When OpenAI tested DALL-E 3 last 12 months, it used an automatic process to cover much more variations of what users might ask for. It used GPT-4 to generate requests producing images that may very well be used for misinformation or that depicted sex, violence, or self-harm. OpenAI then updated DALL-E 3 in order that it will either refuse such requests or rewrite them before generating a picture. Ask for a horse in ketchup now, and DALL-E is smart to you: “It appears there are challenges in generating the image. Would you want me to try a distinct request or explore one other idea?”
In theory, automated red-teaming will be used to cover more ground, but earlier techniques had two major shortcomings: They have a tendency to either fixate on a narrow range of high-risk behaviors or provide you with a big selection of low-risk ones. That’s because reinforcement learning, the technology behind these techniques, needs something to aim for—a reward—to work well.
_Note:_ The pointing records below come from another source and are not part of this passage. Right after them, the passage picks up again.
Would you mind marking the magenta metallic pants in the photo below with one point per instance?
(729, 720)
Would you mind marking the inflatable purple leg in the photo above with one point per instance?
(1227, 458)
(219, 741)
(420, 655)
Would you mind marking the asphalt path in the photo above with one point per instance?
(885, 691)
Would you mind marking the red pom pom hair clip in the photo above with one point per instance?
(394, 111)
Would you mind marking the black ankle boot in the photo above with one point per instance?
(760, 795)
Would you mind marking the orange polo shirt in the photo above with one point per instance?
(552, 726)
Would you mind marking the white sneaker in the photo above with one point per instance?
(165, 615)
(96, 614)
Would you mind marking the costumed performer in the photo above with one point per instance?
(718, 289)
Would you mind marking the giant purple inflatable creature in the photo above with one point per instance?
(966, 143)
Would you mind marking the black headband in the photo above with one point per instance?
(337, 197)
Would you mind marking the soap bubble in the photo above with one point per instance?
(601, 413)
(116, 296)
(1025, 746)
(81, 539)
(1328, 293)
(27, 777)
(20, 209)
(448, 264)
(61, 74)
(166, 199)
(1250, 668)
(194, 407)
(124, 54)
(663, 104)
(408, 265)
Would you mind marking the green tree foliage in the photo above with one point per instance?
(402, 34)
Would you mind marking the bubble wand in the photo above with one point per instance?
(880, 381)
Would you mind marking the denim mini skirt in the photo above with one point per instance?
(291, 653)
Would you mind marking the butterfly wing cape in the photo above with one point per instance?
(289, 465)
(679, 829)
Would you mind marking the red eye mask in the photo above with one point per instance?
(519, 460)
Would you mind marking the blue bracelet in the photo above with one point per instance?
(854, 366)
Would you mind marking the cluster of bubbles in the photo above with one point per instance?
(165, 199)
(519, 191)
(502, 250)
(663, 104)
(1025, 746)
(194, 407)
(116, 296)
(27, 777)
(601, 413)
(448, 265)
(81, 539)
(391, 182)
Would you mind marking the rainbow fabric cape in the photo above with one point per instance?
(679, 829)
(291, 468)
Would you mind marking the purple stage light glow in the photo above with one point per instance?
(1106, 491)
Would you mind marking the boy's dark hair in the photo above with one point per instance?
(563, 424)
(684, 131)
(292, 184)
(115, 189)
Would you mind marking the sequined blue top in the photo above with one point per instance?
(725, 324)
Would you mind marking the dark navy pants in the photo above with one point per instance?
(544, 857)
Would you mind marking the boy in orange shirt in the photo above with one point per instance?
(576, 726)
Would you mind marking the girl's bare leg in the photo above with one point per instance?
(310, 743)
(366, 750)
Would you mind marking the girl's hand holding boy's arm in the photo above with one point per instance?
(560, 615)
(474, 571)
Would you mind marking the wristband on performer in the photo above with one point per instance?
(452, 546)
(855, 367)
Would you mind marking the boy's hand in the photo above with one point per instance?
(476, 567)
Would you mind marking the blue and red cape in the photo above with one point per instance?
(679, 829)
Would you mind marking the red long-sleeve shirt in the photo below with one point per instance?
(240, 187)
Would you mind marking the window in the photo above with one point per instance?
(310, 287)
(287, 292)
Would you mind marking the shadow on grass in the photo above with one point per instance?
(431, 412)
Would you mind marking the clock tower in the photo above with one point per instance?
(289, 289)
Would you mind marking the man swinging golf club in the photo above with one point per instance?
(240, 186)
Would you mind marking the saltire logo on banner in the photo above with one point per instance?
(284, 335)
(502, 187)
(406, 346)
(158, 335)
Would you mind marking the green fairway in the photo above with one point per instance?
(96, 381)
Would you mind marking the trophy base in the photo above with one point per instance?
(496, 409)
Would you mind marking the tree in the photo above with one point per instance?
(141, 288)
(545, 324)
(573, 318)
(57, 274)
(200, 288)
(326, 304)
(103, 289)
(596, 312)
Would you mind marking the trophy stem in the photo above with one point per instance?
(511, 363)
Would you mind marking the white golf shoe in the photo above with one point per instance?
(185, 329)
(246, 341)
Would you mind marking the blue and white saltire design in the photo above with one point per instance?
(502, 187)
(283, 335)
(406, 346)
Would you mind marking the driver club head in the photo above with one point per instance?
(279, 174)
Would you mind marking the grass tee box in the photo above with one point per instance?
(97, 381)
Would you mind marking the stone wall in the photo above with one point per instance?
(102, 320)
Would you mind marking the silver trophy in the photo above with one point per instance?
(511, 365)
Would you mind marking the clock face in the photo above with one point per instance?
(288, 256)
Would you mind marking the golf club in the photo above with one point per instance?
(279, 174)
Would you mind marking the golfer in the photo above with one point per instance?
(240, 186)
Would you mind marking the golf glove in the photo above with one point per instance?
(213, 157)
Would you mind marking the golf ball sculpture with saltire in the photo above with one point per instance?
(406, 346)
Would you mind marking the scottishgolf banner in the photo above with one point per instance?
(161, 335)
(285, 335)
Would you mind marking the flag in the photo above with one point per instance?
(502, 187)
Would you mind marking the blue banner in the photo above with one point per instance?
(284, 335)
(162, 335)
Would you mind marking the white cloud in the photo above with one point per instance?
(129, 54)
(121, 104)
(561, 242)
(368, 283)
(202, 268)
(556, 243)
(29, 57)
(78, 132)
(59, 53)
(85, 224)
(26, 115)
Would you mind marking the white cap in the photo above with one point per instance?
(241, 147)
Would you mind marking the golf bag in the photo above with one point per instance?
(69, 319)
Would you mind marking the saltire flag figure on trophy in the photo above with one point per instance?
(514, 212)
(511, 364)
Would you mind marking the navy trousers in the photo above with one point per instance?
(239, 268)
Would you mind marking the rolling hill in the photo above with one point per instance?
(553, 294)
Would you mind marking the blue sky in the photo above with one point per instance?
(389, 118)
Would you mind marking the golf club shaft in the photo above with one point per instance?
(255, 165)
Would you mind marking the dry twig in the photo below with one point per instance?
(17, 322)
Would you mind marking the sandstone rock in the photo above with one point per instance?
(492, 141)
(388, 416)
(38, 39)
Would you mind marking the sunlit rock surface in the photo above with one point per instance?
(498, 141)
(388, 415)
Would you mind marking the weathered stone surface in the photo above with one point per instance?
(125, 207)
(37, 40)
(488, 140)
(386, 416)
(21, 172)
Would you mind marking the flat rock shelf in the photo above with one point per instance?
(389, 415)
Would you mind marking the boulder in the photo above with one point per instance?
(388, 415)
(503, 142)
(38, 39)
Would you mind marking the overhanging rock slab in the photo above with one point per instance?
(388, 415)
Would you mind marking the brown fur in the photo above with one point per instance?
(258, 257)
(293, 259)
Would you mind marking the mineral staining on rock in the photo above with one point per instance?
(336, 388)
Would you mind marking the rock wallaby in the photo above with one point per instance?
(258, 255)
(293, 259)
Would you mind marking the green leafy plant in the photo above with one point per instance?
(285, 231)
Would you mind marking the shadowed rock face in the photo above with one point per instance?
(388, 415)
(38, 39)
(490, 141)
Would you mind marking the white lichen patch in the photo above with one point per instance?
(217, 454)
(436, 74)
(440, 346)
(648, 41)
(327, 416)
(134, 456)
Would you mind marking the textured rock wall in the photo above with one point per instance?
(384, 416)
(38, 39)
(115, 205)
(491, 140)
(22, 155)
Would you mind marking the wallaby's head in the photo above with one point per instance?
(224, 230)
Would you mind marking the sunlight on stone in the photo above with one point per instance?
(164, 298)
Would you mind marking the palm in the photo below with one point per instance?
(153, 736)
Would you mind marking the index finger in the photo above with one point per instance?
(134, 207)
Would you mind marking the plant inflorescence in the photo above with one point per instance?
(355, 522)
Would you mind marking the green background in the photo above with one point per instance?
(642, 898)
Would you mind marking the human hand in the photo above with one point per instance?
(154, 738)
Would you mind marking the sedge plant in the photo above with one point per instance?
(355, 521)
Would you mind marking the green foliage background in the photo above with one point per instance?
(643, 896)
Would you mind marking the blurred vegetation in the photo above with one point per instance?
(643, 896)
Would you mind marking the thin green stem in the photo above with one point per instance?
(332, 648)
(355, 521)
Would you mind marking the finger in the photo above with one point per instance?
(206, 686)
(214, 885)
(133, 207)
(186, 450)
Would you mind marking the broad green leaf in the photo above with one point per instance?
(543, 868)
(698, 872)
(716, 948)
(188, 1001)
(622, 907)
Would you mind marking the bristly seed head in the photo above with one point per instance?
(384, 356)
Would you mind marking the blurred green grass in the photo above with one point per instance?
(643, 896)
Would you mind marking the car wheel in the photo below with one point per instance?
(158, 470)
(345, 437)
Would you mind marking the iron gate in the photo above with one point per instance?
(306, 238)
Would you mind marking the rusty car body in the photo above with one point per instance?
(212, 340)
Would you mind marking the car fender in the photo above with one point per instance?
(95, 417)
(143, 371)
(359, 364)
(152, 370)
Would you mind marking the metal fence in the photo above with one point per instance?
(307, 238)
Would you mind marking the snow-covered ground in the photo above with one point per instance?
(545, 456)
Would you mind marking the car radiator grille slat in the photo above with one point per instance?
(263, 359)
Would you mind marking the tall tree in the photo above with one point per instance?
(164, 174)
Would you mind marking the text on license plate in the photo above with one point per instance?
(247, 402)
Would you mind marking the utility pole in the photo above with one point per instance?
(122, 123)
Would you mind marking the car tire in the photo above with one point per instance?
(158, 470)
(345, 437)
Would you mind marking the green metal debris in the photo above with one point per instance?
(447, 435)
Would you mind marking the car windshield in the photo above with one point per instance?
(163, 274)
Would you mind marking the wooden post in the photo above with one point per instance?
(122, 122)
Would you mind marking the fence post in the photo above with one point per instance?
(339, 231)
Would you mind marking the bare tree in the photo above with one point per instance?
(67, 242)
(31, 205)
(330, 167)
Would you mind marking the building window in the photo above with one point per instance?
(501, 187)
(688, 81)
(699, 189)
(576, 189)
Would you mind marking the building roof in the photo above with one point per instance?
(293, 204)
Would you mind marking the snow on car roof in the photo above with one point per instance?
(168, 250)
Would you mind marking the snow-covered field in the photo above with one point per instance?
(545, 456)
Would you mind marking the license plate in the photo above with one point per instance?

Once it’s won a reward, reminiscent of finding a high-risk behavior, it should keep attempting to do the identical thing time and again. With out a reward, alternatively, the outcomes are scattershot.
“They form of collapse into ‘We found a thing that works! We’ll keep giving that answer!’ or they’ll give a lot of examples which can be really obvious,” says Alex Beutel, one other OpenAI researcher. “How can we get examples which can be each diverse and effective?”
An issue of two parts
OpenAI’s answer, outlined within the second paper, is to separate the issue into two parts. As an alternative of using reinforcement learning from the beginning, it first uses a big language model to brainstorm possible unwanted behaviors. Only then does it direct a reinforcement-learning model to work out the way to bring those behaviors about. This provides the model a big selection of specific things to aim for.
Beutel and his colleagues showed that this approach can find potential attacks often called indirect prompt injections, where one other piece of software, reminiscent of a web site, slips a model a secret instruction to make it do something its user hadn’t asked it to. OpenAI claims that is the primary time that automated red-teaming has been used to search out attacks of this type. “They don’t necessarily appear to be flagrantly bad things,” says Beutel.
Will such testing procedures ever be enough? Ahmad hopes that describing the corporate’s approach will help people understand red-teaming higher and follow its lead. “OpenAI shouldn’t be the just one doing red-teaming,” she says. Individuals who construct on OpenAI’s models or who use ChatGPT in latest ways should conduct their very own testing, she says: “There are such a lot of uses—we’re not going to cover each one.”
For some, that’s the entire problem. Because no person knows exactly what large language models can and can’t do, no amount of testing can rule out unwanted or harmful behaviors fully. And no network of red-teamers will ever match the range of uses and misuses that lots of of tens of millions of actual users will think up.
That’s very true when these models are run in latest settings. People often hook them as much as latest sources of information that may change how they behave, says Nazneen Rajani, founder and CEO of Collinear AI, a startup that helps businesses deploy third-party models safely. She agrees with Ahmad that downstream users must have access to tools that allow them test large language models themselves.